Thomas’s work is confident and exciting and Webber have curated his portfolio perfectly. I had a chat with Thomas about his work last week and I discovered a smart, funny and very considered photographer with a huge love of all things sculptural.
Citing people like Marcel Duchamp and Fischli & Weiss as inspirations, the first project we discuss is ‘Woodwork’. Shot in 2010 he considers this project his starting point with photography. Growing up in the mountains, Thomas has always been fascinated with woodlands and wanted to created images that reflected the beauty of nature. He did however want to introduce another element, something sculptural to break the tradition of how we perceive nature.
Experimenting with transparent foils that he then painted, everything in this series is staged in front of the camera, with none of the digital interventions he would later introduce into his work.

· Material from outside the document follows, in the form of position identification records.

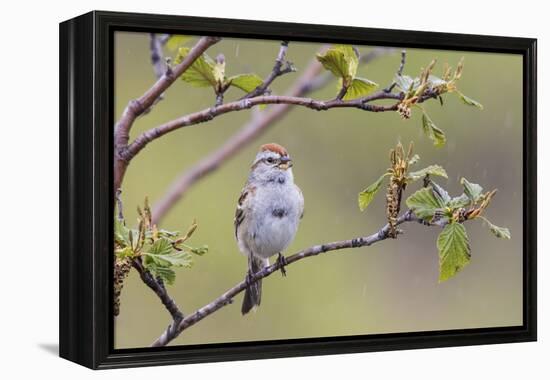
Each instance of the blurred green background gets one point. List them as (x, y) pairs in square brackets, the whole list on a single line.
[(389, 287)]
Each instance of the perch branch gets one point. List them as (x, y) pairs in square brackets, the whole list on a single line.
[(227, 298), (311, 80), (138, 106), (159, 290)]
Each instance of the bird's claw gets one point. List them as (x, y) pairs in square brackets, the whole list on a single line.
[(281, 261)]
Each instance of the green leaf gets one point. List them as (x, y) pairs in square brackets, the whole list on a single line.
[(359, 88), (440, 193), (161, 247), (201, 72), (122, 233), (460, 201), (454, 250), (431, 170), (435, 134), (472, 190), (424, 203), (469, 101), (199, 250), (342, 61), (166, 274), (176, 40), (245, 82), (124, 253), (414, 159), (366, 196), (500, 232), (219, 72), (162, 253)]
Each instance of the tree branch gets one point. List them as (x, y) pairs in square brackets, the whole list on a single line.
[(312, 79), (210, 113), (399, 71), (136, 107), (159, 290), (277, 71), (226, 298), (157, 57)]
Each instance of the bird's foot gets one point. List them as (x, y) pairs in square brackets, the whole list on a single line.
[(281, 261), (249, 279)]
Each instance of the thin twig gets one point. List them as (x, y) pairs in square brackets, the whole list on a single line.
[(157, 57), (277, 71), (210, 113), (312, 78), (248, 133), (119, 204), (399, 71), (159, 289), (227, 298), (136, 107)]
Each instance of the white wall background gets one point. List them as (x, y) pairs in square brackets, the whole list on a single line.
[(29, 162)]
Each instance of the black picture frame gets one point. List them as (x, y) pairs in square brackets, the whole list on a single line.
[(86, 201)]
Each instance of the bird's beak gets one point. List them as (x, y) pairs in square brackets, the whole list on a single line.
[(286, 163)]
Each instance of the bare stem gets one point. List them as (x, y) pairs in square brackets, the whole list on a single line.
[(311, 79), (159, 289), (277, 71), (210, 113), (138, 106), (399, 71), (248, 133), (226, 298)]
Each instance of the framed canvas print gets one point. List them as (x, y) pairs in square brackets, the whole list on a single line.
[(237, 189)]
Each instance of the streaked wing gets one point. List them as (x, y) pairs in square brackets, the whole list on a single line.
[(301, 202), (241, 206)]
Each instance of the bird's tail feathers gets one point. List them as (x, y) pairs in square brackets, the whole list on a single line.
[(253, 293)]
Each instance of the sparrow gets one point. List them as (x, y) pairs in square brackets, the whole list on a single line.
[(268, 213)]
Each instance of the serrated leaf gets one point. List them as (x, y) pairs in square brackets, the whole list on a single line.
[(245, 82), (500, 232), (176, 40), (219, 72), (201, 72), (199, 250), (124, 253), (161, 247), (122, 233), (424, 203), (435, 134), (366, 196), (469, 101), (162, 253), (167, 275), (472, 190), (414, 159), (359, 88), (174, 258), (458, 202), (341, 60), (431, 170), (454, 250)]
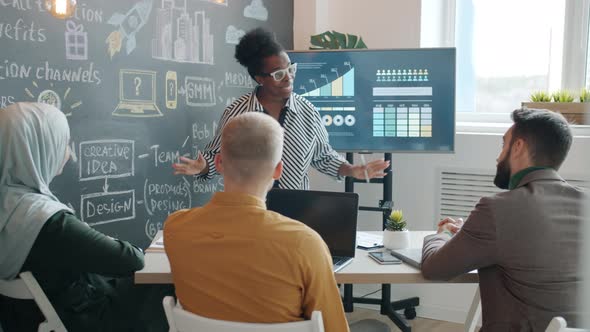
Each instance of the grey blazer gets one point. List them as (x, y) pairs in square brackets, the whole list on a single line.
[(526, 245)]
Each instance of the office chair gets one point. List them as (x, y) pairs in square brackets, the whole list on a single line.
[(26, 287), (184, 321), (558, 324)]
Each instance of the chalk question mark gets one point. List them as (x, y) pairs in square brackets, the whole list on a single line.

Woodwork is the first project that introduces the main theme of photography and sculpture, a thread throughout all of Thomas’s subsequent work.

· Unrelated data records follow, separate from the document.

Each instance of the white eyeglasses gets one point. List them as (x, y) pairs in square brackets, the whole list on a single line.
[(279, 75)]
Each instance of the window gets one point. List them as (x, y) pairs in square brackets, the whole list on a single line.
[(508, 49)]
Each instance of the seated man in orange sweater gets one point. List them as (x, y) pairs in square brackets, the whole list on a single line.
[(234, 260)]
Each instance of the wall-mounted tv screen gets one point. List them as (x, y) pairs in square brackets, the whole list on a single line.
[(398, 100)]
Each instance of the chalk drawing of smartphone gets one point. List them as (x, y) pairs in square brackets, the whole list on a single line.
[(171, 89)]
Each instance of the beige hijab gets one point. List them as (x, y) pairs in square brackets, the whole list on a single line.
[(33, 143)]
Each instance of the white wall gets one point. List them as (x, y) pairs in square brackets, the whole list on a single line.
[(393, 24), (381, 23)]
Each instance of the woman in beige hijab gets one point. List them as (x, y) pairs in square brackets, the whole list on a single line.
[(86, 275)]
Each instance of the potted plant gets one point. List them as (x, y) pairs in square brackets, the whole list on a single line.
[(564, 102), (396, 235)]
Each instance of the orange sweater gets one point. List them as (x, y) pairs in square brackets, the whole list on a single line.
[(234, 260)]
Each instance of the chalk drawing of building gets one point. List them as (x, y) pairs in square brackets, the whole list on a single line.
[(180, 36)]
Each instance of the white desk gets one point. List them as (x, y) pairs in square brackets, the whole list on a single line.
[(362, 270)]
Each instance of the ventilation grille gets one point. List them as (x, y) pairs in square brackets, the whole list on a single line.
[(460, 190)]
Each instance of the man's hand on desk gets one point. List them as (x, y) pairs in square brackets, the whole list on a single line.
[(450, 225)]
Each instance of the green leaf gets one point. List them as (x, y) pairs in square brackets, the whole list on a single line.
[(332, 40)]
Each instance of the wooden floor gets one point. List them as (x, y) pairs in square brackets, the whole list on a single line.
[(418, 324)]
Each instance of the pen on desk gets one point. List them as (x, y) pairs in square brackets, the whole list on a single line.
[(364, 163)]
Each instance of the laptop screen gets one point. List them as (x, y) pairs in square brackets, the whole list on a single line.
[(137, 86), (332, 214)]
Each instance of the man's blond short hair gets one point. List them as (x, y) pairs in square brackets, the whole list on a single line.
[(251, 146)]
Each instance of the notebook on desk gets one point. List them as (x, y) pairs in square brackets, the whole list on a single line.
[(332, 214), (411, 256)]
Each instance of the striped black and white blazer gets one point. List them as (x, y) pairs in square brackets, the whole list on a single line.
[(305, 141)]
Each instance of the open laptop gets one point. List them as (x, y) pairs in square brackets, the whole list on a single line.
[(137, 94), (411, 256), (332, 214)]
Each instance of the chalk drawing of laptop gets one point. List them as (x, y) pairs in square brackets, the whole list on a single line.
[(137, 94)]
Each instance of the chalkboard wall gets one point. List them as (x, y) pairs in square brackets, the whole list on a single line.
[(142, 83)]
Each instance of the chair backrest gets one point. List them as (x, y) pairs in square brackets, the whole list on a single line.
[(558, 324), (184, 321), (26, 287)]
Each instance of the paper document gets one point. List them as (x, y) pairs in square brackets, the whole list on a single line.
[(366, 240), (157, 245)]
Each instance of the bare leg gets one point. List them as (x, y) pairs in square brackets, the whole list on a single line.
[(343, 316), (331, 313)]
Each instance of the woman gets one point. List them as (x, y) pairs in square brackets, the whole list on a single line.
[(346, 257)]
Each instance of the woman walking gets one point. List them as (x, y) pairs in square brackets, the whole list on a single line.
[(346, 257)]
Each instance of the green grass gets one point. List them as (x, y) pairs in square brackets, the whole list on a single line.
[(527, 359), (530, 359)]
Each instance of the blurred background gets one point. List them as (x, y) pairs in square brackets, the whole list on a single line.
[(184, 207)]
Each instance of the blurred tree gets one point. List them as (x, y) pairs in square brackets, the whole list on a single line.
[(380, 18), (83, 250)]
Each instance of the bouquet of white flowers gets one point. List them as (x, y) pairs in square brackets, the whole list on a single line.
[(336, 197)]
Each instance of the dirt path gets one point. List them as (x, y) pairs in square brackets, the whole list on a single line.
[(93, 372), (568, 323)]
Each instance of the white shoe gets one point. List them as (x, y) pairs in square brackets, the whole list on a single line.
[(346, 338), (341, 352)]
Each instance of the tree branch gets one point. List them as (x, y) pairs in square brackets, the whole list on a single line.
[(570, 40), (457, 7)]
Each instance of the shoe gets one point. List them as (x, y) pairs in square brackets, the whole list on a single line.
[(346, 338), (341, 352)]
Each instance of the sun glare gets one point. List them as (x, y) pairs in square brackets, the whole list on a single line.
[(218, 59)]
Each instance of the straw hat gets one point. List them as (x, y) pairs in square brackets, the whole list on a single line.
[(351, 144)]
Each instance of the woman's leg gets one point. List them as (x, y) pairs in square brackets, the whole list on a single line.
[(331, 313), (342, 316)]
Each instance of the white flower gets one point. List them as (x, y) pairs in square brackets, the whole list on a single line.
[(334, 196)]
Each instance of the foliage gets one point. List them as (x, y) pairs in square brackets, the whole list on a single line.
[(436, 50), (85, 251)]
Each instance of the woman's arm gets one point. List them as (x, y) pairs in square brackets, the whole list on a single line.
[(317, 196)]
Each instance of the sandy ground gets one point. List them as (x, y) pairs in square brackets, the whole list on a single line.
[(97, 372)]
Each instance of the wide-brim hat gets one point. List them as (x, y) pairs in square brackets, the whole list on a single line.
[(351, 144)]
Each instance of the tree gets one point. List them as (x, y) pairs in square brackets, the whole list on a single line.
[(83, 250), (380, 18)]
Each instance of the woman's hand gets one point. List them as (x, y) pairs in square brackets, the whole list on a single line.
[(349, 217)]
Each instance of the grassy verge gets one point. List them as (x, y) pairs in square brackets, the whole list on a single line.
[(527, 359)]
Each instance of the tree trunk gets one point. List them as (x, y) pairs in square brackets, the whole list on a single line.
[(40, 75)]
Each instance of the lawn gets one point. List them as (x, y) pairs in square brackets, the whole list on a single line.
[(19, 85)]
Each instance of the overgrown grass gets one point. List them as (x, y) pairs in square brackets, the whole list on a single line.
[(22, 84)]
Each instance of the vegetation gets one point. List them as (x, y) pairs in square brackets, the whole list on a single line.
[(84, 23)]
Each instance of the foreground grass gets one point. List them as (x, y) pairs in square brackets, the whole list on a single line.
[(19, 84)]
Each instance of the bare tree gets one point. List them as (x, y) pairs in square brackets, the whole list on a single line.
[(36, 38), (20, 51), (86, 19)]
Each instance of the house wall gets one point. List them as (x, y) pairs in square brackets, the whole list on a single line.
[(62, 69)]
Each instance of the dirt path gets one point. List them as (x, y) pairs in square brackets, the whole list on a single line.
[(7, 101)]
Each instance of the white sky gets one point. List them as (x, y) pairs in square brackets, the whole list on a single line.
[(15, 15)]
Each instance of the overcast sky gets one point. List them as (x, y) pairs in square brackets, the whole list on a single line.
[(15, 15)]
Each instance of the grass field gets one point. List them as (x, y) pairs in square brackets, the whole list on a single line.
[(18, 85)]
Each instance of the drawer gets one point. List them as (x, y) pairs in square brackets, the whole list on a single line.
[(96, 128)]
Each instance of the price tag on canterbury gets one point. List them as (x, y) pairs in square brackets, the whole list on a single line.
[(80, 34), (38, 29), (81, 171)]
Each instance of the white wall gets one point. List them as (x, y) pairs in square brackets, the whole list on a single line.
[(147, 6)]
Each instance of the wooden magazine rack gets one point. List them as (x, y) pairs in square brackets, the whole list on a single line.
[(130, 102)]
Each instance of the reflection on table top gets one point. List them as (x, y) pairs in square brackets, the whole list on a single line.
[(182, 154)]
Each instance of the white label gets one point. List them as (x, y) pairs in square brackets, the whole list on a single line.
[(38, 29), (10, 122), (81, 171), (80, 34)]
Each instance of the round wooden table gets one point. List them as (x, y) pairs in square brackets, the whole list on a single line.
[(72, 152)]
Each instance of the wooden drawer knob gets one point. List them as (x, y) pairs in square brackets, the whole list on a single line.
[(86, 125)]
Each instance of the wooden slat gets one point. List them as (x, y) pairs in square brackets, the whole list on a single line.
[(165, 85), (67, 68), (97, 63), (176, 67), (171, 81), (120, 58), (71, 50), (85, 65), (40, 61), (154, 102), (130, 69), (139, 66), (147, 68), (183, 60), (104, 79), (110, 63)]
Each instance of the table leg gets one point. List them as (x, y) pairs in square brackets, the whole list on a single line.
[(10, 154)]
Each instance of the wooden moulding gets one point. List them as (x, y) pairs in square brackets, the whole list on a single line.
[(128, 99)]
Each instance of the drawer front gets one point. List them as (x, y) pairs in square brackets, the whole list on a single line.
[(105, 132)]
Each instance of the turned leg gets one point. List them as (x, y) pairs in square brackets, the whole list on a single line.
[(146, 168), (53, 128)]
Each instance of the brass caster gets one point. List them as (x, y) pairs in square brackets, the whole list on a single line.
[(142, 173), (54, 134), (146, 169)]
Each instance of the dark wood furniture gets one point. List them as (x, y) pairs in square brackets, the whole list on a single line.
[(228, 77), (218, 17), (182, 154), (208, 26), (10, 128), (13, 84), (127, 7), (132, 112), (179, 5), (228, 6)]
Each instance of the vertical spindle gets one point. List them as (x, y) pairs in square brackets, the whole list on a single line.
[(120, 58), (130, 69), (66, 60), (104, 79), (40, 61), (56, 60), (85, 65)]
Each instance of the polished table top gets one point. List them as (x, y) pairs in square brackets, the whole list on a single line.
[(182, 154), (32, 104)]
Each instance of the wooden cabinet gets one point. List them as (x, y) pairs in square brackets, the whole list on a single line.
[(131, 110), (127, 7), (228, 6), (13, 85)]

Thomas’s second project ‘Actualities’ moves his work from his childhood surroundings to his urban environments in Vienna. Often working with the things he found in his flat or on the street, he created lots of simple ‘interventions’ creating sculptures that only exist for a short period but are frozen in time as part of an image.
His ‘Former Writer’ series is a reference to his teenage years spent as a graffiti writer. He brings this back into his photographic work using tape and wire, tape so often being used by graffiti writers to tag their names on the wall.
My favourite projects however are ‘A Song of Nature’ and ‘Beholding Mountains’, his most recent projects. Having spent the last few years working with sculpture in both urban and non urban environments, A Song of Nature marks a transition into the use of altered images, bringing post production techniques into his work. Using found images of Alpine landscapes shot in the 70’s, Thomas reappropriates these images and introduces new elements, with some shot in camera and others created in post. Occasionally it is difficult to tell where analogue ends and digital production begins but in a way Thomas quite likes the uncertainty and hopes the viewer will accept the image as it is.
He has also created some personal installations experimenting with the concepts of commercial product photography. Sourcing random objects, he constructs images with objects that have no relationship with each other. There is no logic to them but the way he shoots the objects is appealing and seductive, much like the main aims of commercial product advertising.
Thomas is currently working on his first book, Beholding Mountains, with Lodret Vandret, which will be released this year at the New York Art Book Fair. He is also heading to Unseen this year with Webber and presenting his new book at Paris Photo. Exciting times for a very exciting photographer.